Mesocestoides corti 是研究绦虫生物学的常用模型,其可从幼虫四叶期(TT)过渡到有棘绦虫期(ST),这一过程可在体外诱导和跟踪。在这里,我们采用蛋白质组学方法来描述和比较 M. corti TT 和 ST 的蛋白质组成。总体而言,共鉴定了 571 种蛋白质,TT 样本中有 238 种,ST 样本中有 333 种。在鉴定的蛋白质中,有 207 种蛋白质在 TT 和 ST 中均有表达,而 157 种蛋白质为阶段特异性蛋白,其中 31 种仅在 TT 中表达,126 种仅在 ST 中表达。功能注释显示 TT 和 ST 之间存在基本代谢的差异。TT 主要执行与基础代谢相关的功能,通过无性繁殖来实现生长和营养发育。相比之下,ST 执行更广泛的功能,包括大分子生物合成过程、基因表达和控制途径,这些功能可能与它的出芽/节段化、性分化和更复杂的生理功能有关。此外,生成的结果提供了大量的绦虫蛋白列表,这些蛋白对 M. corti 的功能研究很有意义。其中许多蛋白是新的候选诊断抗原,也是开发新型、更有效的抗寄生虫药物的潜在靶标。
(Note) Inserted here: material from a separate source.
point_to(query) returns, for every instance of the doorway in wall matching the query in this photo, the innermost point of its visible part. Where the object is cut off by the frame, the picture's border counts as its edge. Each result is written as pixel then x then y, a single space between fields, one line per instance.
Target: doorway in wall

绦虫病是一种严重影响人类和动物健康的寄生虫病。由于对绦虫生物学的许多方面仍知之甚少,包括这些寄生虫生命周期中发生的复杂发育过程,因此,开发更有效的诊断、治疗或控制绦虫病的策略受到了阻碍。Mesocestoides corti 是研究幼虫到成虫发育阶段(称为出芽)的良好实验模型,这一过程发生在典型的绦虫生命周期中。所进行的蛋白质组学方法提供了 M. corti 蛋白质的大规模鉴定和定量。在幼虫四叶期(TT)和有棘绦虫期(ST)中检测到许多阶段特异性或差异表达的蛋白质。对描述的蛋白质组成进行功能比较分析,揭示了与两个阶段特定特征相关的功能和过程,例如 TT 分化程度较低且为无性繁殖,而 ST 出芽/节段化和性分化。此外,许多鉴定出的阶段特异性蛋白可用作绦虫发育标记物,也是开发新型诊断方法和治疗绦虫病的治疗药物的潜在靶标。